The increasing prevalence of antibiotic resistance to agents used in H. pylori treatment complicates managing the infection.⁶The European H. pylori study suggested that treatment regimens should achieve an eradication rate over 80% on ITT analysis and 85% on PP analysis to be acceptable as first-line therapy for H. pylori eradication.¹²In general, eradication rates with these treatment protocols are low in the country. Eradication rates of bismuth-containing quadruple regimens in Türkiye vary between 77% and 96.4%, sequential treatments (ST) vary between 39% and 82%, and levofloxacin containing treatments, the eradication rates ranging from 82% to 95%.¹³ According to more recent studies, the eradication rates for concurrent therapy and ST were greater initially but dropped to 80% in the following years.¹⁴^-¹⁷In Türkiye, eradication rates of the BQT regimen were 81.1% in the study by Gokcan et al¹⁸ and 82.3% in the study by Uygun et al.¹⁹

In the present study, bismuth-based quadruple therapy, and levofloxacin and clarithromycin STs were compared as first-line treatment for H. pylori eradication. Bismuth-containing sequential therapy with levofloxacin had the highest eradication rate for H. pylori (P = .003). In addition, the density of H. pylori colonization was related to eradication success; the H. pylori eradication rate decreased as the density of H. pylori colonization increased in BQT and BSTC treatments. Bismuth-containing sequential therapy with levofloxacin treatment was also effective in high H. pylori density. In sequential protocols, amoxicillin is administered before other antibiotics. Amoxicillin disrupts the bacterial cell wall of H. pylori and allows the antibiotics administered later to penetrate the bacteria. Due to the disrupted cell wall, H. pylori cannot form a reflux pump, and the effect of antibiotics can be preserved.²⁰

According to a 2023 study in Türkiye, the overall resistance rates were as follows: clarithromycin 28.5%; metronidazole 44.8%; levofloxacin 23.1%.²¹ In the present study, the BQT regimen, which also included bismuth, did not show a favorable increase in eradication rates, but the eradication rate of BSLT was highly acceptable. Although the BQT results are in parallel with these studies, it was thought that metronidazole resistance might be responsible for the lower eradication rates in the BQT regimen.

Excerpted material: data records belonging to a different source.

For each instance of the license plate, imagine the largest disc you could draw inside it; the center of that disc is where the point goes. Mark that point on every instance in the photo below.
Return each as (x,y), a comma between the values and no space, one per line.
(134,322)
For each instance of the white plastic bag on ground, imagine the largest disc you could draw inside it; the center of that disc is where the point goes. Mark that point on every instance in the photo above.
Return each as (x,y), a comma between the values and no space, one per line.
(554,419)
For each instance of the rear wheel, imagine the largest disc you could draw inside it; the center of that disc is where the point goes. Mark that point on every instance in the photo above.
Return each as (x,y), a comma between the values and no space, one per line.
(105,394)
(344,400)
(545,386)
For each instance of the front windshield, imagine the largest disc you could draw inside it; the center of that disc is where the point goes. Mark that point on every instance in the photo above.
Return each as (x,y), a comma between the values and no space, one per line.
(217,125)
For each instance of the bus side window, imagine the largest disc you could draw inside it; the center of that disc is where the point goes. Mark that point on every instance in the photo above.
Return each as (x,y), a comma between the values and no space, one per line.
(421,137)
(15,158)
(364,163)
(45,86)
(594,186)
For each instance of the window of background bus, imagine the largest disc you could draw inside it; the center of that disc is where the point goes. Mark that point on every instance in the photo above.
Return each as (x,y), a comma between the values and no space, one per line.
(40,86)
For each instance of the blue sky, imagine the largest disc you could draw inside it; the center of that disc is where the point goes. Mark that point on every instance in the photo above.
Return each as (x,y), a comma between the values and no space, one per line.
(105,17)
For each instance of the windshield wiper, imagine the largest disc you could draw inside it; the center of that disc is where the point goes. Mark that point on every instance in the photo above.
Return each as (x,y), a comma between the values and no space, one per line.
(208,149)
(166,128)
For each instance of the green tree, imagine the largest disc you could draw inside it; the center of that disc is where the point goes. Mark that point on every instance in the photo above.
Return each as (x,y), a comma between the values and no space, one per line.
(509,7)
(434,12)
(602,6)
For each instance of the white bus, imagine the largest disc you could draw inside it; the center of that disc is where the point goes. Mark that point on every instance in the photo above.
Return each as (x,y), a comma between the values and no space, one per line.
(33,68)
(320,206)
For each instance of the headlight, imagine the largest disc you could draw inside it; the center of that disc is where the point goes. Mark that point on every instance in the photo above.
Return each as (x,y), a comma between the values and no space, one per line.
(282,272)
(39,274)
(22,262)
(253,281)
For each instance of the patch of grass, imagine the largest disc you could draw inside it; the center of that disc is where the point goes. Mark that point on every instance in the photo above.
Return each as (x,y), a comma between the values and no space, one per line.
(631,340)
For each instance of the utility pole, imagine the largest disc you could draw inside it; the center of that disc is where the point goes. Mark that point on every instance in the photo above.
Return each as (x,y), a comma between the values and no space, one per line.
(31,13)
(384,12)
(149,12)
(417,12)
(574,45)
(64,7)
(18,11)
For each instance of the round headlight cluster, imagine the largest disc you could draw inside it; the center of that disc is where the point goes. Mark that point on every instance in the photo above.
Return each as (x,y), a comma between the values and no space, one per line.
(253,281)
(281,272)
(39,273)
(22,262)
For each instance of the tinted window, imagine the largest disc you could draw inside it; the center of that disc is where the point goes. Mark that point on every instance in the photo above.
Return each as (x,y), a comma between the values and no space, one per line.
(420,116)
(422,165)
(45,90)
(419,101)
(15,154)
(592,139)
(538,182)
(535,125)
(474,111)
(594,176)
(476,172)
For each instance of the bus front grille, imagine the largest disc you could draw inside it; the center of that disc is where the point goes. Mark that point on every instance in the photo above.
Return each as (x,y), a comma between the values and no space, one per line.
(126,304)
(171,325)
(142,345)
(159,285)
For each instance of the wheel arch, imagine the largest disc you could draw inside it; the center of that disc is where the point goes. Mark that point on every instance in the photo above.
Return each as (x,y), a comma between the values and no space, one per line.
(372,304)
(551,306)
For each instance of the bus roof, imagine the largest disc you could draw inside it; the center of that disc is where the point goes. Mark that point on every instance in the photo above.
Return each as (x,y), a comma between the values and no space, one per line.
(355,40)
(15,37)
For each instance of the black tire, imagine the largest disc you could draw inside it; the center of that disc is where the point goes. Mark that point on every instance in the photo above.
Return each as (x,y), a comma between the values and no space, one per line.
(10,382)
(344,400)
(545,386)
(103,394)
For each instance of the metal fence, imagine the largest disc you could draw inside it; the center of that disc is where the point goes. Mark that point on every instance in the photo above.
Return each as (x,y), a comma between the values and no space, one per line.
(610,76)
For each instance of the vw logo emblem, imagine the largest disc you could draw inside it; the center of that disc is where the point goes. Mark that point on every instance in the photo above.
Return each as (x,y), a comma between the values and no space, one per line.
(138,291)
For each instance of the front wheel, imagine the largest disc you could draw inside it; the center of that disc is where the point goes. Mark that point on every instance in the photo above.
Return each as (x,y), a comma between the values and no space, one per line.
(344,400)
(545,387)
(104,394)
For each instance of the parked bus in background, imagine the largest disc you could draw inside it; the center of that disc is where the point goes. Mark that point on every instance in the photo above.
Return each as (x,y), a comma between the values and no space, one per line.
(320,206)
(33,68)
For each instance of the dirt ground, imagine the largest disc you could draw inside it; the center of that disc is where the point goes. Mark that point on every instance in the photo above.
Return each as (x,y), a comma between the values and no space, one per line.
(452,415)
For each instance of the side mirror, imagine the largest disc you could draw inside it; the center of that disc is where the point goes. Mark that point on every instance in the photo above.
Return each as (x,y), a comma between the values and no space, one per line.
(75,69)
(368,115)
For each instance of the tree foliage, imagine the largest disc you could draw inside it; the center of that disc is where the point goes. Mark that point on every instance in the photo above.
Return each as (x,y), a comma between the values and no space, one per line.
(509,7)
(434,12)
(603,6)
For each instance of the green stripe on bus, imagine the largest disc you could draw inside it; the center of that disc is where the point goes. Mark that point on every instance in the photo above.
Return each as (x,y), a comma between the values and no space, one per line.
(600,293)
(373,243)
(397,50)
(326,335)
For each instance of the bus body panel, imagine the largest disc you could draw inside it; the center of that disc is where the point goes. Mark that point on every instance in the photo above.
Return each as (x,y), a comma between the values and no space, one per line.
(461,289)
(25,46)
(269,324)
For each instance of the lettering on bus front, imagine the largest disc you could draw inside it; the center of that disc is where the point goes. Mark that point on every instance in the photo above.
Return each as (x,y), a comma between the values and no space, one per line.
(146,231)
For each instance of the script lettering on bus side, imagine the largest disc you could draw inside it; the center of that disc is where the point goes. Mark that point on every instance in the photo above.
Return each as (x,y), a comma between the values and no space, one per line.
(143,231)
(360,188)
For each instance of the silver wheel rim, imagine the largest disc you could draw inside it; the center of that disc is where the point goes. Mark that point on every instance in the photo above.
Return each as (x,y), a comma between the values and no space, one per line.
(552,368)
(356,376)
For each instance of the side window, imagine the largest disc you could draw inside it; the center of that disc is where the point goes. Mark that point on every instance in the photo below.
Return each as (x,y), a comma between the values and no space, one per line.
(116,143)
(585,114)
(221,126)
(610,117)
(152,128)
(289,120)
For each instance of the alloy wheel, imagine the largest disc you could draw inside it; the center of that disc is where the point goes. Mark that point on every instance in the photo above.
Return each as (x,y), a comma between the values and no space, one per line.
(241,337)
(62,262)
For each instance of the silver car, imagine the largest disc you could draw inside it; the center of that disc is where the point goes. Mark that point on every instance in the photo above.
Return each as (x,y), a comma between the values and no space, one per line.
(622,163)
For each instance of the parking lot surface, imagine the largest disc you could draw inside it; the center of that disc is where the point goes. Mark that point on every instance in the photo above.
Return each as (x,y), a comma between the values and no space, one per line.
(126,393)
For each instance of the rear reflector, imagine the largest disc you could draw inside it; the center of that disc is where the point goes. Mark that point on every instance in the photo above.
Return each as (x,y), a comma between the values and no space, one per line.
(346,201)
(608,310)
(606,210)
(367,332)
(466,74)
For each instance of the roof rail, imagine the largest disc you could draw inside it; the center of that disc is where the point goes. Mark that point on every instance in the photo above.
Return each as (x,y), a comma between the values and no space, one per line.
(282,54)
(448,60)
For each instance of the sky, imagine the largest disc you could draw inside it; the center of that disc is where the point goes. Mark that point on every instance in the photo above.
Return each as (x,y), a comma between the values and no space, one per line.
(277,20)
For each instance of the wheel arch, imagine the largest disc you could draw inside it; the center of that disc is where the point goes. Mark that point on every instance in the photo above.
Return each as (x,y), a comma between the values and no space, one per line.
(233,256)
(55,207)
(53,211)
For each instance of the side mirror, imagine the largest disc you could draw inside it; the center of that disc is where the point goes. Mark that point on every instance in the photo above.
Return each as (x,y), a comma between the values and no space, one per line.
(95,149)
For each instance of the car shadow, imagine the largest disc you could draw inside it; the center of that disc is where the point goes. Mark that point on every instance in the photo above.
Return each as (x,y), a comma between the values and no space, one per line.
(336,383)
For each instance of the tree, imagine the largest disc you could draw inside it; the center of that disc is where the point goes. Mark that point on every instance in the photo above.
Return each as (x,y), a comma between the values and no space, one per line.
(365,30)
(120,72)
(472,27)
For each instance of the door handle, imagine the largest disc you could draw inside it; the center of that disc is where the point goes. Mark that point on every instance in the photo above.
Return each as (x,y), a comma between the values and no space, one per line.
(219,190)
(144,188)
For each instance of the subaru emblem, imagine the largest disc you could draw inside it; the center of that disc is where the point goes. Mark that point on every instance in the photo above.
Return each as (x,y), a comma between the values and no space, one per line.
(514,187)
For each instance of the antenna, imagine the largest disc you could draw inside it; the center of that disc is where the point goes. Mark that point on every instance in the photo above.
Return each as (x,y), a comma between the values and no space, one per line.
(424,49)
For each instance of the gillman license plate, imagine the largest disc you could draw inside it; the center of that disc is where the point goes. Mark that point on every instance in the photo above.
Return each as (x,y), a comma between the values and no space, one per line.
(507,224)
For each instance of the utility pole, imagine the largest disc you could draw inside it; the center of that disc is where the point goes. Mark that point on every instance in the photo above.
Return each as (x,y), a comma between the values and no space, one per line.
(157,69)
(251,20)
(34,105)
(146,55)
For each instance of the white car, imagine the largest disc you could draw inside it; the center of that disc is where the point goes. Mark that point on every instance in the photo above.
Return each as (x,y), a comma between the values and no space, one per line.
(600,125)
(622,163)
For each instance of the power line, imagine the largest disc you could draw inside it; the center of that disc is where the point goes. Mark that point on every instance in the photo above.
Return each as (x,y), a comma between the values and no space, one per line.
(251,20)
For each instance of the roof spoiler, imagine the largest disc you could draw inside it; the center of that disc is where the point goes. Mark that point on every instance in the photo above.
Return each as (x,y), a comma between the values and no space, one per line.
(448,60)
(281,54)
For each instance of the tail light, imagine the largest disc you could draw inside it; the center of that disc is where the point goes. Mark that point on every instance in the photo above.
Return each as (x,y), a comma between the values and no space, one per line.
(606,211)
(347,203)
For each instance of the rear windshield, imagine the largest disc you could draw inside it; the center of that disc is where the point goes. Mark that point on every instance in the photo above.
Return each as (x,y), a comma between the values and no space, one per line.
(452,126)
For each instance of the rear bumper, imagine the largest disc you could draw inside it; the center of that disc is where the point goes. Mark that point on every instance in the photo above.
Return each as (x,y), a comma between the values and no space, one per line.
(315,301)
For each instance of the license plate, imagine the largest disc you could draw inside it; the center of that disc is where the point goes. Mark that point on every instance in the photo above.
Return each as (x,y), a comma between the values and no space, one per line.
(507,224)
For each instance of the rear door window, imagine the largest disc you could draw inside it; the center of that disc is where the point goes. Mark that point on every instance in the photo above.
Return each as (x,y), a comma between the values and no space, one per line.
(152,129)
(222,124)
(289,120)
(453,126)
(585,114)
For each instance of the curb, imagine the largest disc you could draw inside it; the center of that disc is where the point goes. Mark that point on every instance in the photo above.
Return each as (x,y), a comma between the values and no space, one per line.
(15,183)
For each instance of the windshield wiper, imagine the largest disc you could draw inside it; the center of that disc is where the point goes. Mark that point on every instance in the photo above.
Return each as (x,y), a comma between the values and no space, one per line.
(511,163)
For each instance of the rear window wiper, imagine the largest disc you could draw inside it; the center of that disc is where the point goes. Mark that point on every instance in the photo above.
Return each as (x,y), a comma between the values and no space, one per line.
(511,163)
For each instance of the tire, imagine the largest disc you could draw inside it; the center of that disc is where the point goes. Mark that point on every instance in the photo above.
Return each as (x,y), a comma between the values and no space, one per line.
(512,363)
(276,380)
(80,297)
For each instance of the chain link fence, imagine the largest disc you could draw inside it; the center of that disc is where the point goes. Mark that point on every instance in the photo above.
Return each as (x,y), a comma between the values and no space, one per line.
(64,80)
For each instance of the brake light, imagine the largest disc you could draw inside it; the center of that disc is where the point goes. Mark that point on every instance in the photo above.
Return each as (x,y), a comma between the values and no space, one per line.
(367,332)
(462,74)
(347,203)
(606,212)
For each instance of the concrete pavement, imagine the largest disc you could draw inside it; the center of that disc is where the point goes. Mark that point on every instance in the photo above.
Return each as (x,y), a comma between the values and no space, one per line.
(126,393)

Bismuth exerts a direct bactericidal effect on H.pylori.²¹ ^-22 It is a well-known cytoprotective agent and, by increasing the Prostaglandin E2 (PGE2) level, it effectively protects gastric mucosa against pepsin. It also exerts a synergistic effect with antibiotics and may reduce the development of antibiotic resistance.²² Bismuth was also used in all 3 regimens used in the country due to treatment resistance.

Some studies have reported that increased H. pylori colonization density is associated with peptic ulcer formation and its complications.²³ Moshkowitz et al²⁴reported that favorable eradication rates were only achieved in patients with low pretreatment urease activity as assessed using urea breath tests (UBTs). In other studies, Lai et al²⁵ and Shah et al²⁶ investigated the relationship between histopathologic pretreatment H. pylori density and bacterial eradication and ulcer healing rates. They found a negative correlation between density and eradication rates, consistent with the results. All these results may suggest that more effective treatment options should be selected in patients with severe H. pylori colonization density. In the past study, it was also found that high bacterial loads in UBTs were negatively associated with the achievement of eradication with triple treatment. However, differences between groups were not significant in patients who received a quadruple eradication regimen in 2016.²⁷ In the present study, it was observed that histopathologically, increased H. pylori density had a negative effect on treatment success in all 3 groups.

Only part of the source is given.